Dr Sue Mann, talks about MenopauseJon
“Am I experiencing menopause or perimenopause?”
At the heart of my work is the whole life course to women’s reproductive health. Perimenopause and menopause are a significant part this journey. In the work on reproductive health we emphasise the importance of a positive approach where the opportunity for reproductive health and access to reproductive healthcare, to be free from stigma and embarrassmentI.
Ensuring that young people understand the reproductive life cycle including the onset and cessation of periods is key.
Menstruation and of significance here menopause will be part of the new statutory Relationships Sex and Health Education from September 2020. This is an important step towards creating a positive approach towards women’s reproductive health.
The definition of the menopause is when a woman has gone 12 months without a period.
That stated, changes to periods and onset of symptoms can happen over months or even years and this time is referred to as the perimenopause. Periods may become lighter or heavier, less frequent or more frequent or just stop abruptly. The menopause is a natural part of ageing that usually occurs between 45 and 55 years of age, as a woman’s ovaries stop releasing eggs and oestrogen levels decline. In the UK, the average age for a woman to reach the menopause is around 51. But around 1 in 100 women experience the menopause before 40 years of age, known as premature menopause or premature ovarian insufficiencyii.
The symptoms of menopause occur as a result of the changes in hormone levels.
Fluctuating hormone levels commonly cause symptoms such as hot flushes, night sweats, sleeplessness, irritated skin, low mood, anxiety and a reduced interest in sex Hot flushes are the most common symptom, occurring in three in every four menopausal women. Symptoms vary hugely in duration, severity and the impact they have on womeniii. Over a period of time, the hormone levels stop fluctuating and many symptoms settle. In the postmenopausal period, symptoms related to low oestrogen levels are more common such as vaginal dryness and urinary frequency.

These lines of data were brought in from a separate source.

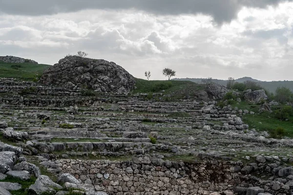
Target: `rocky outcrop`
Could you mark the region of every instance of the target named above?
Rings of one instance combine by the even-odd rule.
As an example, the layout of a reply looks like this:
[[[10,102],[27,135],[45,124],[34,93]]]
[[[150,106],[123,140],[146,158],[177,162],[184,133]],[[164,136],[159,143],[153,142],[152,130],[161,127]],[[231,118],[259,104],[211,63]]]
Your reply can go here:
[[[0,61],[7,63],[31,63],[33,64],[38,64],[38,62],[35,60],[30,59],[24,59],[21,58],[16,57],[15,56],[0,56]]]
[[[245,101],[254,103],[259,103],[262,99],[266,100],[268,99],[268,96],[267,96],[265,90],[263,89],[248,92],[243,96]]]
[[[224,96],[229,92],[229,90],[225,86],[217,84],[209,85],[206,91],[211,96],[213,100],[219,100],[223,98]]]
[[[123,93],[133,89],[134,78],[120,66],[104,59],[68,56],[45,71],[41,82],[85,87],[98,92]]]

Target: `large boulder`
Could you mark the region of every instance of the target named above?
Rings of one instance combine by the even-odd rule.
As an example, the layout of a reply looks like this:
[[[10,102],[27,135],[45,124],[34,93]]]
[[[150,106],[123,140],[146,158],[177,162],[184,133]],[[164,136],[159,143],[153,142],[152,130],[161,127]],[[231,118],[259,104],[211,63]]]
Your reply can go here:
[[[37,179],[35,184],[28,188],[28,194],[41,195],[45,194],[55,194],[55,189],[62,189],[61,186],[53,182],[47,176],[41,175]]]
[[[206,91],[212,99],[216,100],[222,99],[226,94],[229,92],[226,87],[218,84],[209,85]]]
[[[12,56],[0,56],[0,61],[7,63],[24,63],[29,62],[33,64],[38,64],[35,60],[30,59],[16,57]]]
[[[75,56],[66,57],[46,70],[41,82],[118,93],[129,91],[135,84],[133,77],[114,62]]]
[[[243,96],[245,101],[254,103],[259,103],[262,99],[268,99],[268,96],[263,89],[247,93]]]
[[[35,165],[27,162],[23,161],[16,164],[14,166],[14,170],[16,171],[27,171],[36,177],[38,177],[41,175],[40,168]]]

Hormone replacement therapy (HRT)
HRT is a medical treatment for menopausal symptoms and contains the hormones oestrogen and progestogen. It can effectively control symptoms when they are having a significant impact such as hot flushes and vaginal dryness. HRT can be taken orally as a tablet or a transdermal patch or gel. Oestrogen can also be used in the form of a cream or vaginal tablet to relieve symptoms such as vaginal dryness and irritation
There have been concerns over the safety of HRT. In particular, whether it may increase the risk of breast cancer and reviewing a woman’s individual risk is an important part of assessing their suitability for treatment. While, HRT is not 100% risk-free, it does remain one of the most effective treatments for relieving menopausal symptoms which is also effective in preventing osteoporosisiv.
Alternative therapies to help the menopause
Some women who do not choose or who are unable to take HRT have found alternative therapies, which can come in the form of acupuncture, aromatherapy, herbal treatments, homeopathy, hypnotherapy, yoga and reflexology. These have all been reported as being helpful in the menopause.

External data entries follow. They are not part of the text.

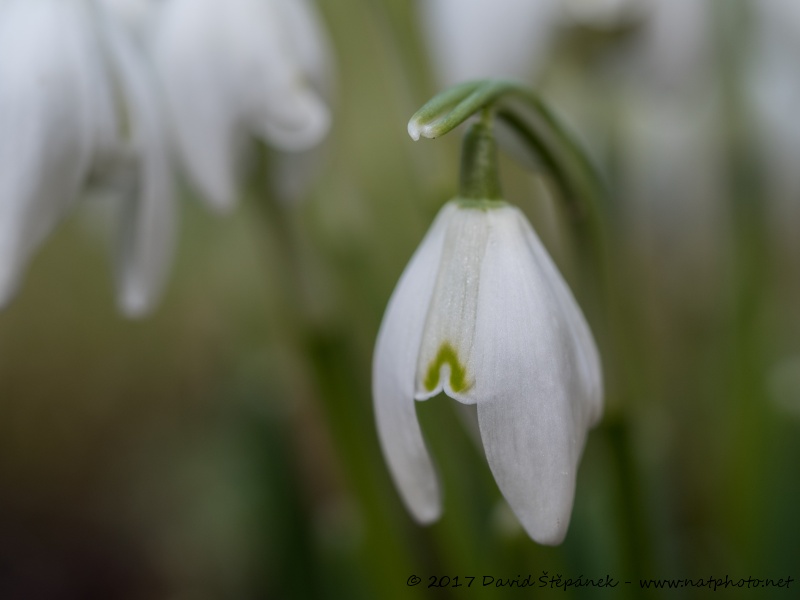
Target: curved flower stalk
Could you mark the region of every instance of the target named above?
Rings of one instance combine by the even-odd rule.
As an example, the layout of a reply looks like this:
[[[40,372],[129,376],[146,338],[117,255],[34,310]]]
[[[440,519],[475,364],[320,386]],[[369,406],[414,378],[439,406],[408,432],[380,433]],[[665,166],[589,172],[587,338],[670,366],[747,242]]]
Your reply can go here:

Other lifestyle factors are important at this stage of life for general well-being. It is often a time when there is a complex array of other issues for an individual which may include children leaving home, elderly parents to care for, or new onset of an illness. Taking regular exercise and moderating alcohol intake can help counteract the negative effects of menopause. Diet is also extremely important and can be an effective way to help with symptoms. One which is low in saturated fat and salt is beneficial and there are many guides that can help to maintain a healthy diet around this period of a woman’s life.

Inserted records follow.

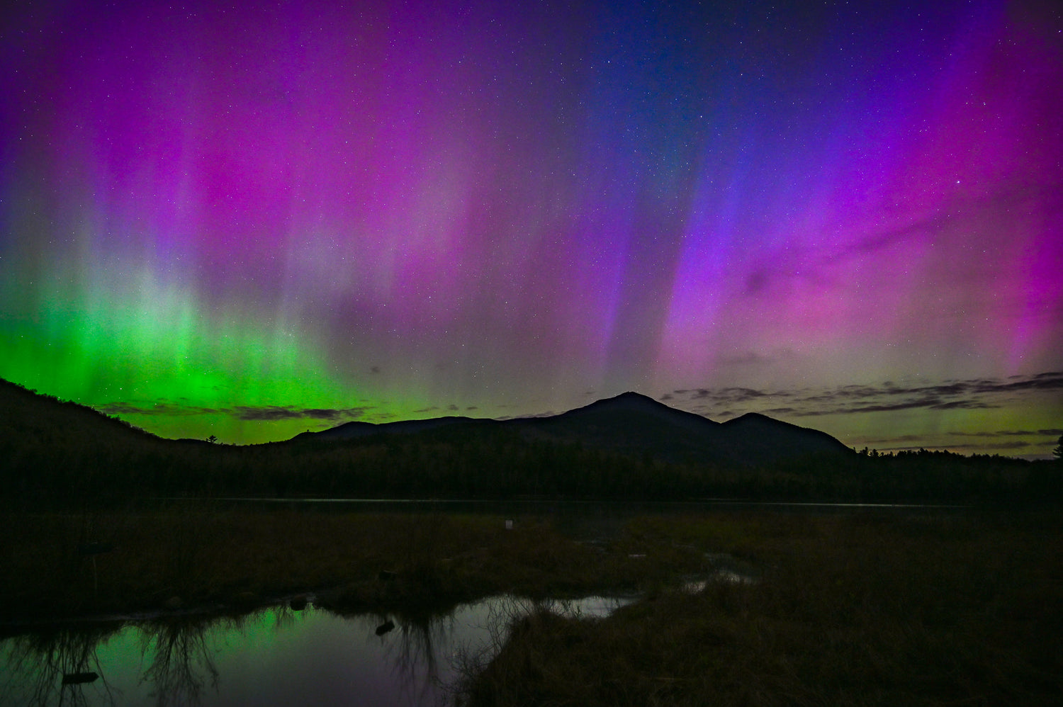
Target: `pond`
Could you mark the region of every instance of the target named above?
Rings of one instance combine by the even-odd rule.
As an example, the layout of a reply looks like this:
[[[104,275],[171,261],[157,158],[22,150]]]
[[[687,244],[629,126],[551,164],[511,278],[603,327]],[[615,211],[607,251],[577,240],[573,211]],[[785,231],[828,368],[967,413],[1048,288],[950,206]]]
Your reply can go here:
[[[0,642],[0,704],[445,704],[462,664],[496,651],[514,617],[537,607],[602,617],[629,601],[501,595],[425,620],[283,604],[85,623]]]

And finally, it’s good to just talk about it
In talking about the menopause, the perimenopause is extremely important, as hormonal changes do not happen overnight and the way they affect a woman are very individual. I look forward to progressing the agenda further, where women’s reproductive health is more prominent and we are now able to talk about the perimenopause and menopause more freely, knowing support is available.